Двадцать пять лет на Кавказе (1842–1867) - страница 59



Потоцкий по этому поводу передал мне, что князь Михаил Семенович, напротив, придает чрезвычайное значение взятию Салты, стоившей таких напряжений и больших жертв; что он убежден в большом от этого потрясении власти Шамиля в горах, что найденный в стенке укрепления камень с арабской надписью: «Крепость Салты построена по приказанию имама Шамиля (год) на вечные времена и страх всем врагам», хранится в кабинете князя, который вообще об этом деле с видимым удовольствием со всеми заговаривает, что приближенные князя сравнивают взятие Салты с осадой французами Константины в Алжире. Потоцкий советовал мне иметь это все в виду, и если бы князь или кто-нибудь другой заговорил о Салты, то в таком тоне и речь вести. «Одной голой правдой в свете далеко не уйдешь, уж поверьте старому опытному человеку», – прибавил он.

Нова была для меня тогда такая житейская мудрость, между тем как она принадлежала, так сказать, только к азбуке великой придворной науки. Я говорю придворной, потому что тогда на Руси, начиная с министров и кончая уездным начальником, всякий имел свой двор, и все вертелось на личных отношениях: жалует барин буфетчика – все буфетчику кланяются, а изволил барин на него прогневаться – вся дворня от него отступилась. Но было и так, что по пословице: «Жалует царь, да не жалует псарь»… Через день после этого я выехал в крепость Закаталы.

XIV.

Была половина января 1848 года, шел полуснег, полудождь, погода вообще была прескверная. Часть дороги была мне знакома еще по первой поездке в 1844 году из Тифлиса в Телав; от станции Нукрияны я повернул направо на Караагач и Царские Колодцы, где была тогда штаб-квартира Тифлисского егерского полка, которым командовал полковник Борис Гаврилович Чиляев. Я прожил тут целые сутки, обедал и провел вечер у Чиляевых, ходил с ними смотреть представление каких-то заезжих фокусников, но никоим образом не могу теперь вспомнить, кто был мне знаком на Царских Колодцах и кем я был введен в дом Чиляевых. Впрочем, кавказское военное гостеприимство, особенно со стороны командиров и отдельных начальников, было нечто совсем необыкновенное, напоминавшее прежних московских бар, у которых «дверь отперта для званых и незваных».

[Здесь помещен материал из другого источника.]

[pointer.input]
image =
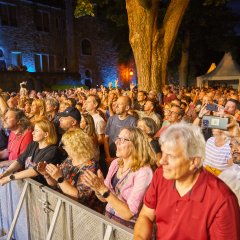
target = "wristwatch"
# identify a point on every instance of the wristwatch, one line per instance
(60, 180)
(106, 194)
(12, 177)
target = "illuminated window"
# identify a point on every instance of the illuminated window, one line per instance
(8, 15)
(16, 58)
(42, 21)
(1, 53)
(44, 63)
(86, 47)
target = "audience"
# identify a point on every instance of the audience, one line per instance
(99, 125)
(43, 148)
(128, 177)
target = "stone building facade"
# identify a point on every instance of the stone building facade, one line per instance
(45, 37)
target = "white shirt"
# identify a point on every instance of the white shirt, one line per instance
(231, 176)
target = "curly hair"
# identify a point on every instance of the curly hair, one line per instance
(142, 153)
(80, 143)
(49, 128)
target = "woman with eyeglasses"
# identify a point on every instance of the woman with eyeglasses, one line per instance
(88, 126)
(68, 177)
(128, 177)
(43, 148)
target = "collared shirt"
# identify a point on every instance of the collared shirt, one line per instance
(130, 188)
(209, 211)
(231, 176)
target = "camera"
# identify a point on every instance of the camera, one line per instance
(215, 122)
(212, 107)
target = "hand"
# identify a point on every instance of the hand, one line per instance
(95, 182)
(233, 127)
(203, 111)
(54, 171)
(41, 168)
(4, 181)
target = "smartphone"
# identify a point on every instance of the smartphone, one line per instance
(212, 107)
(215, 122)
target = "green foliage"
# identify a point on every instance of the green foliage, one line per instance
(84, 8)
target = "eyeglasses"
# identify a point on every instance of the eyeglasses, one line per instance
(172, 112)
(122, 140)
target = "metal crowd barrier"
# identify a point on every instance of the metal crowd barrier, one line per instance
(31, 211)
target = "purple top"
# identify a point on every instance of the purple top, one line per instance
(130, 188)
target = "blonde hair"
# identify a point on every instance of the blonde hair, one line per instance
(80, 143)
(41, 106)
(48, 127)
(142, 153)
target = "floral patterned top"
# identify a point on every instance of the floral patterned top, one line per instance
(74, 175)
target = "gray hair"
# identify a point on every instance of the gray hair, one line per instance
(189, 135)
(53, 102)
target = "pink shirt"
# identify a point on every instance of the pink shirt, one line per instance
(17, 144)
(130, 188)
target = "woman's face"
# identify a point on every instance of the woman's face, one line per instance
(38, 134)
(34, 108)
(124, 144)
(141, 125)
(83, 123)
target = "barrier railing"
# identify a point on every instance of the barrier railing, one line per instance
(31, 211)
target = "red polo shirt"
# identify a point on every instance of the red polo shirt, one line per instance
(17, 144)
(209, 211)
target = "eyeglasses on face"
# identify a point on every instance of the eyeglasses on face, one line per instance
(122, 140)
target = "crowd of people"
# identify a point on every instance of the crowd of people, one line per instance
(162, 163)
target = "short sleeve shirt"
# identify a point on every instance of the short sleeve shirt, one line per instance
(209, 211)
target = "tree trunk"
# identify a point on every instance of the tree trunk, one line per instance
(152, 46)
(184, 64)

От Царских Колодцев до Закатал верст около восьмидесяти по довольно гористой дороге, грязь была невылазная; от последней станции Муганло, где на пароме переправлялись через Алазань, нужно было брать конвой из донских казаков и милиционеров и верст двадцать пять ехать маленькой рысцой. Таким образом я дотащился до места, когда уже совсем стемнело; заря была пробита, и впустили меня в крепость со всеми подобающими предосторожностями, вызвали ефрейтора, дежурного и прочее. Я прямо по указанию дежурного подъехал к квартире Дмитрия Ивановича Гродского и застал его одного за чтением. Он удивился и очень обрадовался. «Какими судьбами, откуда, что?» и т. п. вопросы посыпались на меня. Мы за полночь проболтали за самоваром, я прочитал ему свою записку, он тоже вполне разделял мои соображения. Я рассказал ему затем, как опрометчиво, без его позволения, впутал было его имя в ходатайство депутатов от жителей округа назначить им русского начальника, но что, к счастью, тионетские депутаты возвратились, не повидав даже наместника. Добрейший Дмитрий Иванович был очевидно озадачен и сказал мне: «Ну, хорошо, что так случилось, а то я никогда не простил бы вам этого казуса. Я избегаю всякого малейшего сближения с высоким начальством и потому никогда и не принял бы такой должности, которая требует забот не только по служебным, но еще более по частным, личным отношениям к разным властям».